More generally, we can do the rational number trick if there is a solution to $\frac{X}{b^k-2}=\frac{A}{b^n-1}$ with $b^{k-1}\leq X<b^k/2$ then $A$ and $2A$ are $n$-digit anagrams. But that's a very limited type of anagram - a rotation of the digits.This might let us prove that $A000567$ has a value for every $b>2$.
For example, when $k=3,n=4$ we need $b^3-2$ and $b^4-1$ to have a common factor. But $b^4-1-(b^3-2)b=2b-1$, and if $d\mid b^4-1$ and $d\mid 2b-1$ then $d\mid 2^4-1=15$. So if $2b-1$ is divisible by $3$ or $5$, but when $2b-1$ is divisible by $3$ then $b=3n-1$ for some $n$, so we can skip that case.
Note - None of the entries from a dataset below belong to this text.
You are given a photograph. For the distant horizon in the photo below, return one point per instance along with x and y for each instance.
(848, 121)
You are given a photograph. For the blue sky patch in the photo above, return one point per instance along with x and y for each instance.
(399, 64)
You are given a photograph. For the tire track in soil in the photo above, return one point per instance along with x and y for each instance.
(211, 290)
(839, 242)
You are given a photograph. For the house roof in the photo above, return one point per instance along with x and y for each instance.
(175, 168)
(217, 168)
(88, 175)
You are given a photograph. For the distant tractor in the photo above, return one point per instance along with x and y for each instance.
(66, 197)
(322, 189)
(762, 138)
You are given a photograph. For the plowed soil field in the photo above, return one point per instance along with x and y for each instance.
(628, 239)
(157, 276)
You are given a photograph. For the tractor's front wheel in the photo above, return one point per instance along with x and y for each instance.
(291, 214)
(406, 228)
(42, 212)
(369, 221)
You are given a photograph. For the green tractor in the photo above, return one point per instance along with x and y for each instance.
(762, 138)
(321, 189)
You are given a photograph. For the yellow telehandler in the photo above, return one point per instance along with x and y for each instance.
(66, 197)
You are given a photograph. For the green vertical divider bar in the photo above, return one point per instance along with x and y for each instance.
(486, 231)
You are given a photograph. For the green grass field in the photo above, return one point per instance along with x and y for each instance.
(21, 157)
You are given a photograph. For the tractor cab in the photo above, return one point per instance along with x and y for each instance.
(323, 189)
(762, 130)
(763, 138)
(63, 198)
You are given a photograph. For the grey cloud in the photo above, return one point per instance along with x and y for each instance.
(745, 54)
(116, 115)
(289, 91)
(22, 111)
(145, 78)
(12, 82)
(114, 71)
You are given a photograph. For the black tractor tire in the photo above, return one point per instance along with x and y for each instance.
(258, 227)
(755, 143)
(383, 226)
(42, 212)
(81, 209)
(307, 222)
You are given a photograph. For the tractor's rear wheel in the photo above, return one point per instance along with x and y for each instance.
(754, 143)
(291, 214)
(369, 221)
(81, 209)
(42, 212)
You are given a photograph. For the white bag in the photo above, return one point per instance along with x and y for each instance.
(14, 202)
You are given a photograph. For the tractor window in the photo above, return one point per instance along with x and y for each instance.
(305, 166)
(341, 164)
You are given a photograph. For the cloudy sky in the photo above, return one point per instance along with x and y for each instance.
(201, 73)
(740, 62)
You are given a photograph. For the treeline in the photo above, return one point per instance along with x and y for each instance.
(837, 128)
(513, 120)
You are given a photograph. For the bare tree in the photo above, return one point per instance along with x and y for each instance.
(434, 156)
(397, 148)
So we need $b=5n+3$. Then $A=\frac{b^4-1}{5}$. For example, when $b=13$ you get an anagram $5712=(27(10)5)_{13}$, which is, according to OEIS, the smallest.
$b=18,23$ are covered by the $7n+4$ and $3n-1$ cases, respectively, but when $b=28$, $A=\frac{28^4-1}{5}=122931$ gives the minimum anagram.
In the case $k=1$, you want $b-2$ and $b^n-1$ to have a common factor, $p$, then $p$ must be a factor of $2^n-1$ and $b-2$. So pick an odd prime factor $p$ of $b-2$ and $n=p-1$. Then $\frac{1}{p}=\frac{A}{b^{p-1}-1}$ gives a solution $A$.
So any $b$ with $b-2$ having an odd prime factor $p$ has an upper bound of $\frac{1}{2}b^{b-3}$.
The case where $b-2$ is a power of $2$ can't be done this way, because $b-2$ and $b^n-1$ are relatively prime in that case, but you can apply the same trick, finding an odd prime factor $p$ of $b^2-2$ less than $b$, which we can do. Then $n=2(p-1)$ and $\frac{1}{p}=\frac{A}{b^n-1}$ gives a solution.
You can get better upper bounds for specific examples. For example, when $b=91$, one of the cases where brute force found no five-digit answers, we see that $b^2-2$ is divisible by $17$ and $2^{8}-1$ is divisible by $17$, so $A=\frac{91^{16}-1}{17}$ is a 16-digit solution.
If $b\equiv 2\pmod{5}$ then $b^4-1$ is divisible by $5$ and $A=\frac{b^4-1}{5}$.
(The case we found above, where $b\equiv 3\pmod 5$ is due to $b^3-2$ is divisible by $5$.)
It's worth noting that $b-1$ is always a divisor of any number such that $n$ and $2n$ are anagrams in base $b$. That's because the anagram property means that $n\equiv 2n\pmod{b-1}$.
Additional cases:
If $b=3n$ then $((n-1)(2n-1)(2n)(n))_b$ is an anagram.
If $b=7n$ then $((n)(2n)(3n-1)(5n-1)(6n-1)(4n))_b$ is an anagram.
If $b=7n-1$ then $((n-1)(4n-1)(2n-1)(5n-1)(3n-1)(6n-1))_b$ is an anagram.
If $b=7n+3$ then $((n)(2n)(4n+1)(6n+2)(5n+2)(3n+1))_b$ is an anagram.
If $b=7n-2$ then $((n-1)(4n-2)(5n-2)(6n-1)(2n-1)(3n-1))_b$ is an anagram.
If $b=15n+4$ then $((n)(2n)(8n+2)(4n+1))_b$ is an anagram.
This means we can quickly find six-digit or smaller examples unless $b\equiv 1\pmod {21}$, and any case with $b\equiv 2,3,4\pmod{5}$.
There is actually a six-digit or smaller anagram if $b\not\equiv 1\pmod{315}$. Might be necessary and sufficient - I haven't found an example for $b=316$ smaller than $7$ digits.